Погода стояла тихая, смирная, как будто природа прислушивалась к чему-то дальнему, а может быть, вслушивалась в саму себя. Древесные стволы были покрыты испариной; густой рыжий покров павших листьев прикрывал землю, и только кое-где зеленели пучки не высохшей за лето травы, прикрытые от солнца лесной сенью. Пахло перестоявшимся листом, той приятной прелью, которая придает осенним дням неизъяснимое очарование.
В небольшой ложбинке под кустом калины притаилась проща – та самая, где некогда Хфедюшке явилась Пречистая. Бьющий из-под земли родник был заботливо убран в потемневший дубовый сруб, и только сверху кем-то недавно были подбиты окладные бревнышки. Вода была неподвижна и черна, и Сергей Леонидович даже опустил туда руку, чтобы ощутить внутренние её токи. Внезапно его охватила грусть. Он провел ладонью по скользким изнутри бревнам, вынул руку и долго смотрел, как успокаивается потревоженная вода, чтобы опять погрузиться в свой таинственный сон. Измятое отражение его лица колебалось на колеблющейся глади, и он подумал, что пусть неизвестное останется неизвестным, в чём и заключается его великая мудрость…

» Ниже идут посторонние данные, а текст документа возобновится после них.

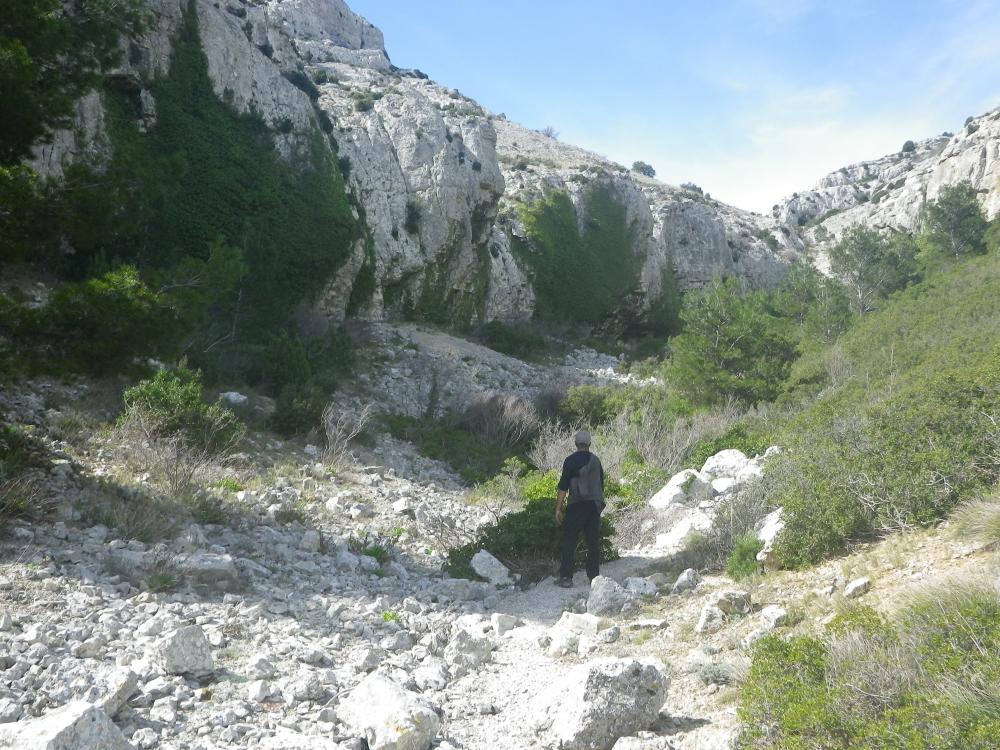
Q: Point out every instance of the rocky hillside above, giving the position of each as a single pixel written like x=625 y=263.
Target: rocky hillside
x=442 y=183
x=890 y=192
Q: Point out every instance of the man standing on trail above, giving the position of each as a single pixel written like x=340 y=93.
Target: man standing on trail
x=583 y=478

На изломанном суку вяза сидел ворон, и казалось, вглядывался в синеватую даль. Но Сергею Леонидовичу было ясно, что не просто так сидит здесь эта птица; он, этот ворон, знает всё, что и где происходит, на многие вёрсты кругом. Порукой тому его возраст. Сколько ему лет? Наверное, он куда старше и самого Сергея Леонидовича, и всех находящихся на опушке леса.
И мысль о том, что есть кто-то, кто везде летает, всюду поспевает, всё сверху прозревает, всё знает, возвещает зарю, как-то возвеселила душу Сергея Леонидовича. Грусть слетела с него как палый лист. Он поглядывал на ворона одновременно и с симпатией, и с некоторой почтительной опаской. Важная птица чувствовала это и делала вид, что не обращает на дела дольние никакого внимания.
Часть четвертая
Сергей Леонидович стоял в холодной церкви и слушал отца Восторгова. Тот в полном облачении, возвышаясь на солее, монотонным голосом читал воззвание Высочайше утверждённого Комитета по сбору средств на храм-памятник русским воинам, павшим в битве народов под Лейпцигом.